Rich People Don’t Defecate Like The Rest Of Us

By Beth in Uncategorized, New York Times, Jay Leno, Hollywood, toilets, environment, green practices, al gore on March 24 2007

Toilets have been on my mind a lot lately. Last week, I temped a job at Harvard University and noticed that the toilet had two levers for the flush, one for the big jobs and the other for smaller, more discreet ones. Unfortunately, I flushed multiple times defeating its purpose because I had no idea what the symbols actually meant. I had seen this type of contraption in Israel (where water is scarce), but never before in the U.S. so I made note of it.

Then the other night, I heard Jay Leno poke fun at the use of compost toilets, the energy-saving, environmentally green alternative to toilet paper. And suddenly these toilets are turning up everywhere. There’s even an entire site dedicated to it. Yesterday, as I waited 2.5 hours at the DMV to renew my driver’s license, I then read an article about celebrities practicing green living solutions (Earth Day is next month already after all). About the time I read about Pierce Brosnan and his wife owning one of these composters, I thought back to Leno’s apropos joke about a hose and a hair dryer being equally as effective as one of these $1600 machines. Moreover, can’t celebrities afford to hire people to wipe their own asses?

But the point is not the cost or the energy-conscious turn we’ve all taken since learning that world is going to melt into oblivion and Al Gore and his posse won’t be around to save us. It’s like those Chanel sunglasses or Fendi bags that women die to get originals of and eventually succumb to fake imposters. Simply put, disposing of our feces in environmentally conscious terms is now du jour. And that catch phrase that previously served as a social equalizer of sorts: Everyone’s shit smells the same. Well, it just doesn’t apply anymore because we’ve been irrigated before any stench could set in.

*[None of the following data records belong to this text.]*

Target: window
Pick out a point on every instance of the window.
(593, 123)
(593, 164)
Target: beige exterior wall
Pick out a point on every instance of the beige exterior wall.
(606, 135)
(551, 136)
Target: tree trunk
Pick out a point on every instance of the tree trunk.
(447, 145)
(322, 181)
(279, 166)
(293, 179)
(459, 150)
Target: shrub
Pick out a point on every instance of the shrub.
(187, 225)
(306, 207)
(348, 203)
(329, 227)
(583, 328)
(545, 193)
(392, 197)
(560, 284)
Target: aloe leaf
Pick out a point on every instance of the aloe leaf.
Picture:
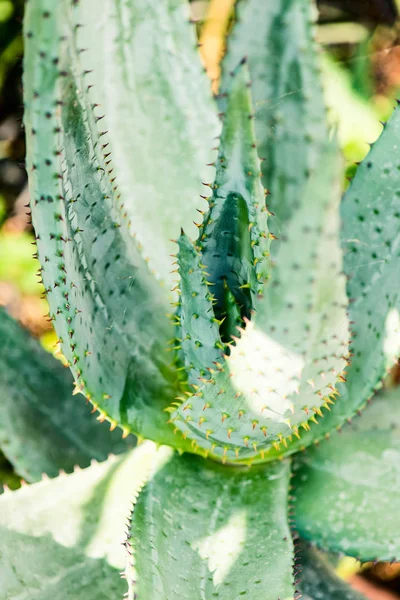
(344, 486)
(199, 340)
(290, 357)
(371, 237)
(233, 239)
(43, 428)
(108, 309)
(64, 536)
(219, 532)
(317, 578)
(160, 115)
(277, 37)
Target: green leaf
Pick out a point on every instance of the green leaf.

No one likes to talk about this kinda stuff. Frankly put (no pun intended) it stinks. But so does the self-righteous, moral high horse nonsense that goes along with those that use it. If I choose to write with the lights off in my apartment and let the natural light filter in (which happens more often that I like to admit), it’s not because I’m making a conscious decision to preserve energy. It’s cause I’m too lazy to put on a light. When I called my landlord to complain about heat being too high in the Winter it wasn’t because I was practicing an energy-saving practice, it was because I was burning up in there. Similarly, if I choose to buy crappy toilet paper, it’s cause it’s on sale and I can afford it.

Compost toilets feel elitist to me. Of course the high expenditure of the product lends itself to a certain yuppie demographic that plasters itself at will on the Sunday New York Times Home & Garden section in the hopes that all this plugging their proactive energy conscious lifestyles will later pan out when little Isabella (now 2) is on the waiting list at New York’s prestigious Dalton School.

As Mel Brooks would say, “It’s all bupkis.” And I know in the end, it is. It’s the whole stinking ride that gets to me sometimes though.